«— La maggioranza di essa, che si vede abbandonata dal re, perseguitata dal Governo, malgiudicata e offesa dall'esigua minoranza dei vecchi partiti che per venti anni ha supinamente accettato ogni posizione di ripiego, mimetizzando le proprie tendenze politiche, tra non molto ricomparirà nelle piazze in difesa della borghesia per affrontare il comunismo, ma questa volta sarà decisamente orientata a sinistra e contraria alla monarchia.
«— Il momento è difficile. Il Governo potrà meno difficilmente superarlo se gli Italiani, tolta ogni preoccupazione di sempre nuove repressioni, visti e giudicati con un unico sia pur severo apprezzamento, potranno riprendere la loro vita normale che per tutti gli onesti ha indistintamente inizio dal 25 luglio, come il re ha solennemente promesso».

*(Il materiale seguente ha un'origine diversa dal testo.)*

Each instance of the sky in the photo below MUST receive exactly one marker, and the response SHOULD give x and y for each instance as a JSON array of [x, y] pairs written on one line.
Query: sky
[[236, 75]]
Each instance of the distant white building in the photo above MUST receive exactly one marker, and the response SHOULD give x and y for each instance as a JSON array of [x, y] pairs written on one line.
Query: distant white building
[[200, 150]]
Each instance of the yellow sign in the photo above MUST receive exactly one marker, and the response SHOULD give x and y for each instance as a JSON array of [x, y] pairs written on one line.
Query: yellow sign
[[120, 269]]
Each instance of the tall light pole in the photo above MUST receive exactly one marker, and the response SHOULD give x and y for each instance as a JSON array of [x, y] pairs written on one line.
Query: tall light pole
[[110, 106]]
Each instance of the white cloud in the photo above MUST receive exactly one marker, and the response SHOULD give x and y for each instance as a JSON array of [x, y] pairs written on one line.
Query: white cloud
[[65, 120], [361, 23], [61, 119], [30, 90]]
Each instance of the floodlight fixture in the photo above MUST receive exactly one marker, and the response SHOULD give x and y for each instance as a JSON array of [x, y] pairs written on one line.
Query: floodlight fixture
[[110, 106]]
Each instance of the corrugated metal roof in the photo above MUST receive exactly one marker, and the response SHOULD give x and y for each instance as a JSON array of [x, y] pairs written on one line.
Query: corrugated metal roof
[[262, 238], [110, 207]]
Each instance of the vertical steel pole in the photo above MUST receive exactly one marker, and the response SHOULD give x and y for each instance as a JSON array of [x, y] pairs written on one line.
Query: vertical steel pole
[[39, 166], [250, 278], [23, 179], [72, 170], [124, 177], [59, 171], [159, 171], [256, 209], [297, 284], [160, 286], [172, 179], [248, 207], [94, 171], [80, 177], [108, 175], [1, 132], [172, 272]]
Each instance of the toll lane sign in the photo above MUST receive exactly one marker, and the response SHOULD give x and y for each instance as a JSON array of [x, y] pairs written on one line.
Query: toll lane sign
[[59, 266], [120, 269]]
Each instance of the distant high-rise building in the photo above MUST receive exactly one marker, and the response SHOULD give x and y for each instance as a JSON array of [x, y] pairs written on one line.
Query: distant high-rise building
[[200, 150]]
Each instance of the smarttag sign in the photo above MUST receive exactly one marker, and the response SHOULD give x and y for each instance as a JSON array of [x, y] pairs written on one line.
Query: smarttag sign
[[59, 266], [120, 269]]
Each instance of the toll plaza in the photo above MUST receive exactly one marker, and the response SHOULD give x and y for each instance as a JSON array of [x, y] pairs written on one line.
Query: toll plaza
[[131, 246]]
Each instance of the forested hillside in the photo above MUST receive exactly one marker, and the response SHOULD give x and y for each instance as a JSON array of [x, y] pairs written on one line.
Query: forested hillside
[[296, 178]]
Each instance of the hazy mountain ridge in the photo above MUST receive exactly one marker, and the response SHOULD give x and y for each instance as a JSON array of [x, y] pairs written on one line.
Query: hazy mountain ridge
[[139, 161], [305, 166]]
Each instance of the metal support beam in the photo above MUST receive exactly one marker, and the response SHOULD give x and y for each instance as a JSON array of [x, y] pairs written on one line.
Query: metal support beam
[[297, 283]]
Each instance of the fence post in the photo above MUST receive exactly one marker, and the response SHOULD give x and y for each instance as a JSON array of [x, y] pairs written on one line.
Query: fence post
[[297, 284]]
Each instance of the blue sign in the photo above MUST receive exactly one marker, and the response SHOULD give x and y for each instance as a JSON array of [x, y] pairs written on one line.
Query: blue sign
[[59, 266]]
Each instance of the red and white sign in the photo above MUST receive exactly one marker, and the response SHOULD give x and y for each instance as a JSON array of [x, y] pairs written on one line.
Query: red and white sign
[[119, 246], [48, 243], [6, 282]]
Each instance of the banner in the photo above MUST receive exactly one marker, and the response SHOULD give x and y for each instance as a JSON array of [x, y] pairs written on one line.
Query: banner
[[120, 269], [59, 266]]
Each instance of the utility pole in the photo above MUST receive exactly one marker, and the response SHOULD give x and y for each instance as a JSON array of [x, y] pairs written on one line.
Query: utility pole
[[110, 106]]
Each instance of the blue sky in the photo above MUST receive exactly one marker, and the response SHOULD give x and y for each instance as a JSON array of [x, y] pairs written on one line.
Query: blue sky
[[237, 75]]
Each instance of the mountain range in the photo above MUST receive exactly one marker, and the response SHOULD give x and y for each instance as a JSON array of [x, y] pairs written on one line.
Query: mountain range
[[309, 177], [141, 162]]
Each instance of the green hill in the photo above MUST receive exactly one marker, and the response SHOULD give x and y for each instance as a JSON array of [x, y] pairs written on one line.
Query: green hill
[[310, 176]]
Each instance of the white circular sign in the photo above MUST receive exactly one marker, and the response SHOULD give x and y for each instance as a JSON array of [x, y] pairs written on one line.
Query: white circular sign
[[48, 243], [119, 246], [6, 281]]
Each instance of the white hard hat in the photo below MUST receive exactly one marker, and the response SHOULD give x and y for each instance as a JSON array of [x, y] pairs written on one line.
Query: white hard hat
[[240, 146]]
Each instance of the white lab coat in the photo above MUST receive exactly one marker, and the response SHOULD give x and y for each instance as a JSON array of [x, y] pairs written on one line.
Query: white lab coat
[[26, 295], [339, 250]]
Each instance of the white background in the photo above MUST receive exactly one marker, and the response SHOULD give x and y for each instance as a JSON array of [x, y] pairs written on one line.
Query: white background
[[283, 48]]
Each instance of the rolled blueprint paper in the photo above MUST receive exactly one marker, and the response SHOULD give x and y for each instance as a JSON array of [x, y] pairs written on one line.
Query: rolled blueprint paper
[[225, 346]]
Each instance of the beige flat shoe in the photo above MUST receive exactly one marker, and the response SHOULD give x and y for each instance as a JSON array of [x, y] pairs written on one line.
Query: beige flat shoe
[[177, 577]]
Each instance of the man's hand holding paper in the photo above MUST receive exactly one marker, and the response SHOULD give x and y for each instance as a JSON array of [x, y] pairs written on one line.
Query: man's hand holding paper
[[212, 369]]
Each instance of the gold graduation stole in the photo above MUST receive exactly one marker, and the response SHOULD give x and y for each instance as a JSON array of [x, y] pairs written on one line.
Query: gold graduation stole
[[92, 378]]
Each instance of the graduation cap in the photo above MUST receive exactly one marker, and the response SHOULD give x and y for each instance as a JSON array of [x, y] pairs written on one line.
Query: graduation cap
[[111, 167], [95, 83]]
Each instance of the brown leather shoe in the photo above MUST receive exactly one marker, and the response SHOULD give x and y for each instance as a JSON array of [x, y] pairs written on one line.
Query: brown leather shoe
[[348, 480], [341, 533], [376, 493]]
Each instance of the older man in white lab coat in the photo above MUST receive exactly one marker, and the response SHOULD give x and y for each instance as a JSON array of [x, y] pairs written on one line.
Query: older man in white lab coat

Qui finisce il regio memorandum la cui significazione è evidente. Non è noto che cosa abbia risposto il Maresciallo, al quale la nota fu personalmente consegnata. È chiaro che già a metà dell'agosto infausto Vittorio Savoia cominciava a temere per il suo futuro. Egli aveva scatenato la valanga ed ora — visto l'accelerarsi del moto — pretendeva di moderarla. Troppo tardi! Egli aveva l'aria di pentirsi di avere liquidato un regime nelle file del quale aveva trovato dei sinceri e numerosi difensori, ma ormai i dadi erano stati gettati. Anche se lo avesse voluto Badoglio non avrebbe potuto liberarsi dai partiti che lo avevano aiutato nel colpo di Stato e dei quali egli era oramai prigioniero e coi quali doveva perfezionare la manovra sino alla capitolazione del settembre.